To pinpoint the damaged brain tissue, he would have to locate the part of the brain tied to his patient’s aura. This meant that the patient would need to be awake to tell him when he struck upon the right sensation. Penfield stimulated the exposed brain tissue with an electrode, causing the patient to either feel numbness in certain limbs, experience certain smells, or recall certain memories depending on what part of the brain he touched. A local anesthetic reduced pain in the head; shocking the brain didn’t cause any pain because the organ doesn’t contain pain receptors.

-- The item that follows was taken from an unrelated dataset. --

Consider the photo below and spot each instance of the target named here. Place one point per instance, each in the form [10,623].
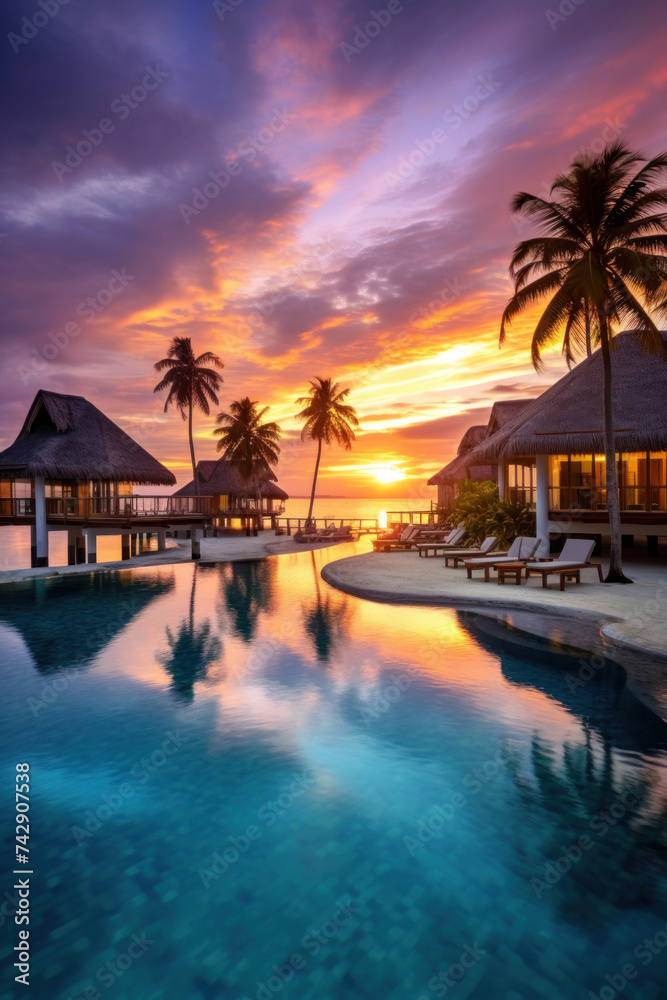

During one of his surgeries, a patient famously cried, “I smell burnt toast!” That was the same scent that visited her before each seizure, and after Penfield removed the part of her brain associated with the sensation, her epilepsy went away.

Brain surgery isn’t a cure-all for every type of epilepsy, but treatments similar to the one Penfield developed are still used today. In some cases, as much as half of the brain is removed with positive results.